Level 4 conversations don’t just happen. But they can happen if somebody models this kind of disclosure. We can build a safe container through openness about intent motivation and by being more personal in our Level 1-3 conversations. Reveal that you are not available Tuesday afternoon because of a root canal and you have already built a little more safety for others. They may even voice compassion for you – and thus we enter Level 5.
At Level 5 we say what we feel about what is happening with the person in front of us. Needless to say, Level 5 can be tricky because many people don’t want to know how we feel about them unless it is 9-10 on a 10 point scale. We deflect criticizing, usually by either saying something good before we say something not so good, or we can give the feedback to the doing rather than to the being with “eyes on the ball, not on the player”.

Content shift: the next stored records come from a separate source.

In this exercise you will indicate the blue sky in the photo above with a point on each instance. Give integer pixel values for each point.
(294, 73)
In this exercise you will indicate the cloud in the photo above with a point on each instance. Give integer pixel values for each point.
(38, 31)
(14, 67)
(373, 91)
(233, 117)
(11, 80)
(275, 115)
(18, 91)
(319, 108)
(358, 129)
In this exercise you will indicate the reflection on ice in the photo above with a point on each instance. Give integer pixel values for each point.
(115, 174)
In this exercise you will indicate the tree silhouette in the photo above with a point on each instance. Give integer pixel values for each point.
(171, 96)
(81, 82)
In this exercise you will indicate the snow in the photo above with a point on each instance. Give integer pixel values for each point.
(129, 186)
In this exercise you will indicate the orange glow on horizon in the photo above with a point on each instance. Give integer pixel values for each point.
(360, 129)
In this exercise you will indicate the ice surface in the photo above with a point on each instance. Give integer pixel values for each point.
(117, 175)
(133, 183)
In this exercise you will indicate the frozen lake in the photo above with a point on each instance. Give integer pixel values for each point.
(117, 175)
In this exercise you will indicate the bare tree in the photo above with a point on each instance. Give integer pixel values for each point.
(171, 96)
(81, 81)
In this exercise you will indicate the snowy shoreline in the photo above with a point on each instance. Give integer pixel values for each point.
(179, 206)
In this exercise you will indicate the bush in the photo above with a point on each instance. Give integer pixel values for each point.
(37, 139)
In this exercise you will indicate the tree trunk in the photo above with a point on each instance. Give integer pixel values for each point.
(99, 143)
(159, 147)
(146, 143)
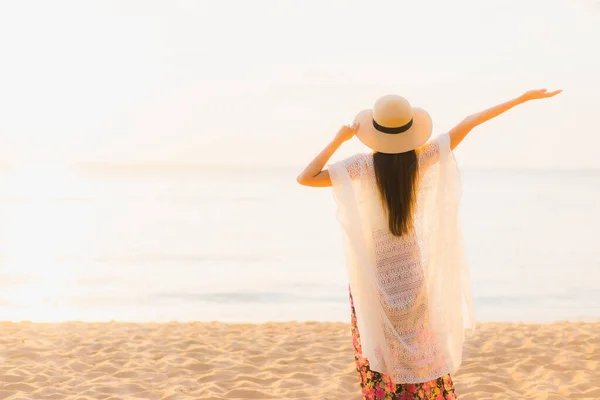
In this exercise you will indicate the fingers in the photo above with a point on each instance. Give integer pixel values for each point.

Wrapping our criticism in compliments into a “feedback sandwich” has become so ubiquitous that many people can’t hear professional praise without listening for the expected critique to follow.
Sadly, we have in an almost Pavlovian way polluted positive feedback so people can no longer fully enjoy it. Perhaps we should stop making these sandwiches? If we dole out thanks, recognition, and praise generously and frequently, people may be more open to also hearing our more “constructive” opinions.
Sharing our feelings doesn’t mean that Bilbo should have said “You jerk, get out of my face.” While Gandalf may have behaved jerkishly, this is not very informative, it doesn’t move the conversation forward, and it doesn’t help him become less of a jerk. Instead, Bilbo could have “kept the eyes on the ball” and said, “When you dissected my Good Morning I felt angry and offended because I thought you were mocking me.” This would give Gandalf a better platform from which to respond and he could choose to repair the relationship when he learned that Bilbo was upset and why.
Your colleague might say “I was annoyed that you wanted to move the meeting but now I am happy it is not me going to the dentist. Best of luck.” All it took was saying why you had to reschedule – sharing your motivation.